The client possesses all relevant personal firewall features in order to comprehensively protect the computer from attacks from the internet or other LAN participants (Wi-Fi or LAN). The most important security mechanisms are IP-NAT and protocol filter. NAT (Network Address Translation) is a security standard for hiding individual IP addresses from the internet. NAT translates the displayed addresses in client addresses and vice versa. Incoming data packets are checked on the basis of elaborate filters and are examined for specific characteristics. If they do not comply, the data packets are refused. This means that the internet port of the computer is completely hidden and the set up of undesired connections is made impossible.

PKI Support

Access security to the computer and through that to the corporate network can be improved by using soft certificates (PKCS#12) or the PKCS#11 interface. In order to achieve this, the client supports an integration into a PKI (Public Key Infrastructure).

FIPS Certification

The IPsec Client has a cryptographic algorithm according to the FIPS standard. The embedded cryptographic module is validated according to FIPS 140-2 (certificate #1051).

FIPS compatibility is always given if the following algorithms are used for set up and encryption of the IPsec connection:
- DH Group: Group 2 or higher (DH starting from a length of 1024 Bit)
- Hash Algorithms: SHA1, SHA 256, SHA 384, or SHA 512 Bit
- Encryption Algorithms: AES with 128, 192 and 256 Bit or Triple DES

The respective modules can be configured in the IPsec Settings.

Software Installation

The software may only be installed on computers which run on the following operating systems: Mac OS X 10.5 Leopard (Intel) und Mac OS X 10.6 Snow Leopard.

If you wish to continue using the profiles, created with the trial version, save the configuration file "ncpphone.cfg". It is located at:
/Library/Application Support/NCP/Secure Client/

You receive the software with the disk image file "NCP_Secure_Entry_Mac_Client_v101_010.dmg".

Open the disk image file by double clicking it. The file contains the installing and uninstalling package.

After activating the installation program "NCP Secure Entry Client.pkg", the computer automatically starts an installation assistant, which leads you through configuration in a few steps only.

In order to copy the software to your hard disk, you have to have administrator rights. Please enter password and user ID of the administrator prior to copying.

After installation, start the monitor of NCP's Secure Entry Client from the program directory. This first step automatically opens the "Configuration Assistant".

The "Configuration Assistant" then creates a profile for an IPsec test connection and saves it in the profile settings.
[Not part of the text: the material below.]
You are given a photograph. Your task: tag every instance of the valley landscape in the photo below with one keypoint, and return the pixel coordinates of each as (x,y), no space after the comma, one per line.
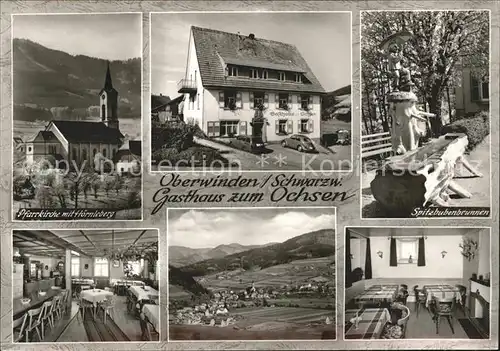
(272,291)
(77,119)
The program sets the following access data by default: VPN Protocol: IPsec; tunnel endpoint of the remote gateway: vpntest.ncp-e.com; XAUTH user ID and XAUTH password: "ncpIPsecnative"; DNS server address: 172.16.12.100; communication medium: LAN.

Software Activation

At the latest when the test phase has expired the software must be either activated or de-installed.

The time remaining until software activation, i.e. the validity period of the test version, is displayed in the message bar of the monitor next to the activation button.
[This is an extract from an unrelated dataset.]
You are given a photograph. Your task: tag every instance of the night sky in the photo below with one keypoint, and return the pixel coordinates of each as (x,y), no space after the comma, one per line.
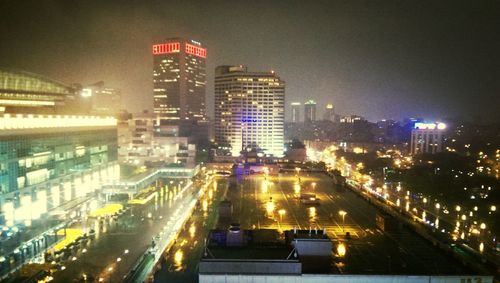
(380,59)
In order to use a full version with no time limitations the software must be released in the activation dialog with the license key and the serial number that you have received.

With activation you accept the license conditions that you can view in the activation dialog after clicking on the appropriate button.
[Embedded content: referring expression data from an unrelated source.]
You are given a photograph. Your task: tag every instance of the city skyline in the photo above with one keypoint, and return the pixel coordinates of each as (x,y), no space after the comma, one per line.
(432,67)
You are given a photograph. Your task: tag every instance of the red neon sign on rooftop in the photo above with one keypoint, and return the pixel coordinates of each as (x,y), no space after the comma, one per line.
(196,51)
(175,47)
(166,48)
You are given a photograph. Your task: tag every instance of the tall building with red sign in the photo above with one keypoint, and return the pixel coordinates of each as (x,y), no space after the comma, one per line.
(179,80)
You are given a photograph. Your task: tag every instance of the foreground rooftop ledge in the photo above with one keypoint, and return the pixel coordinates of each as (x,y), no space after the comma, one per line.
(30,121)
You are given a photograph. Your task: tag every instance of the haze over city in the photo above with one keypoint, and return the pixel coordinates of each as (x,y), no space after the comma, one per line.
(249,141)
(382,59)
The activation dialog can be opened using the activation button in the message bar of the monitor, as well as using the the monitor menu "Help / License Data and Activation". The license data can be entered either online or offline using a wizard.

In the offline version, a file that is generated after entering the license key and serial number has to be sent to the NCP authentication server, and the activation key that will be displayed on the web site has to be recorded. This activation key can be entered in the licensing window of the Monitor menu at a later point in time.

In the online version, a wizard forwards the licensing data to the web server immediately after entry and in this way the software is released immediately.